Obj.-Dok.-Nr. 09040091,T
Bezirk Charlottenburg-Wilmersdorf
Ortsteil Westend
Adressen Trakehner Allee 1
Denkmalart Gesamtanlage
Sachbegriff Friedhofskapelle & Verwaltungsgebäude & Blumenhalle & Tor & Einfriedung
Datierung 1921-1924
Entwurf Blunck, Erich (Architekt)

Für den Friedhof Heerstraße, Trakehner Allee 1, entwarf Regierungsrat Erich Blunck die Friedhofsgebäude. (1) Kapelle, Verwaltungsbau und Blumenhaus, die zeitgleich mit der Anlage des Friedhofs 1921-24 entstanden, liegen entlang der Trakehner Allee. Sie stehen für eine konzeptionell gelungene architektonische Einpassung in die gartenkünstlerische Friedhofsanlage mit ihrer stark bewegten Topographie. Sie erfuhren allerdings 1935-36 im Zusammenhang mit dem Ausbau des Reichssportfeldes für die Olympischen Spiele zum Teil starke Veränderungen, für die Karl Schellberg von der Preußischen Staatshochbauverwaltung verantwortlich zeichnete. Nordöstlich der Friedhofsverwaltung liegt die Friedhofskapelle landschaftlich reizvoll oberhalb des Sausuhlensees. Für ihren Bauplatz wurde die höchste Erhebung des stark abfallenden Geländes gewählt, wodurch der würfelförmige zweigeschossige Backsteinbau noch wuchtiger in Erscheinung tritt. War doch die Maßstabsteigerung Erich Bluncks (2) hier Leitmotiv. Dazu diente auch die steil aufragende konvexe Dachpyramide, die 1935 auf direkte Anordnung Adolf Hitlers abgetragen und durch ein flaches Zeltdach ersetzt wurde. Das weithin sichtbare hohe Dach störte die gewünschte monumentale Wirkung des nahen Olympiastadions. Auch nahmen wohl die Nationalsozialisten an der Interkonfessionalität des Friedhofs mit vielen jüdischen Grabstätten Anstoß. Weitere bauliche Veränderungen ließen die Kapelle noch blockhafter und kubischer erscheinen. So wurden unter anderem das Pultdach der dreiseitig umlaufenden Wartehalle durch ein Flachdach ersetzt, ihre ursprünglich halbrunden kleinen Öffnungen in hohe Spitzbogenarkaden umgebaut, wodurch der expressionistische Bau gotisierender wirkt. Hinzu kam über den Arkaden ein neuer schmaler Umgang mit Brüstung, der einst über eine gewölbte Brücke von der Trakehner Allee her für Besucher des Reichssportfeldes zugänglich gemacht wurde, um ihnen hier eine attraktive Aussicht auf den Sausuhlensee zu bieten. Als einziger plastischer Schmuck kamen nach der Entfernung der Eckbekrönung neben?? vier Engeln zwischen den Arkadenbögen expressiv gestaltete Reliefköpfe von Paul Wynand hinzu, die Christus mit Dornenkrone und trauernde Apostel darstellen. Im Untergeschoss, das an der Talseite des Geländes auf drei Seiten als Vollgeschoss in Erscheinung tritt, liegt die Leichenhalle an der Zufahrt.
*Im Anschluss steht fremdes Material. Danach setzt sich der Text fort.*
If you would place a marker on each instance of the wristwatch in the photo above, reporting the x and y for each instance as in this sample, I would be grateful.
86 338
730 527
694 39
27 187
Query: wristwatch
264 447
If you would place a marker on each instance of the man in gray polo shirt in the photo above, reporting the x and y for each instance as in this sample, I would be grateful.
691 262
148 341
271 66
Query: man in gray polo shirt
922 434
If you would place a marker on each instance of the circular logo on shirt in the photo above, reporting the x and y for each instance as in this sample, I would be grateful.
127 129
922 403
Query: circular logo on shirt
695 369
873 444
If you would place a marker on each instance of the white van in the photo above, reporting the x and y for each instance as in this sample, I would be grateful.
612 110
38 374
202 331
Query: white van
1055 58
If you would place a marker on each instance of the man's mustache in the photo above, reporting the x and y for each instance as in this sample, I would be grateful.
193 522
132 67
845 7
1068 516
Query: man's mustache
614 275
Das prachtvolle Innere der Kapelle ist durch den Umbau nicht wesentlich verändert worden. In den hohen kubischen Kapellensaal mit Kassettendecke ist durch Eckeinsprünge ein griechisches Kreuz eingeschrieben. Würfelform und Kreuz symbolisieren Unendlichkeit und Auferstehung, vermitteln den Trauernden Trost. Auch die kräftige himmelblaue Farbgebung der Oberwände versinnbildlicht das Jenseits. Sie wurde - wie die übrige Ausmalung - in den 1980er Jahren in Anlehnung an die ursprüngliche Farbgestaltung Max Kutschmanns erneuert. Zum wenigen Schmuck gehören eine Engelgruppe über dem Sarkophag-Platz von Hermann Hosäus sowie das Gitter am Umgang auf halber Höhe vom Kunstschmied Julius Schramm. Auch die halbrunde Terrasse mit der breiten Freitreppe, auf der sich die Kapelle erhebt, bekam damals eine neue Gestalt. Sie wurde in eine rechteckige, bastionsartige Substruktur mit einer Kalksteinbossenmauer umgewandelt. Nach Kriegsbeschädigungen stellte 1948 Oberbaurat Bickel entsprechend dem Umbau von 1935/36 den Friedhofsbau wieder her, der zu den größten Kapellen auf den städtischen Friedhöfen Berlins zählt. Von ihrer kubischen Gestalt geht, auch kraft der Überformung, eine monumentale Würde und Symbolik aus.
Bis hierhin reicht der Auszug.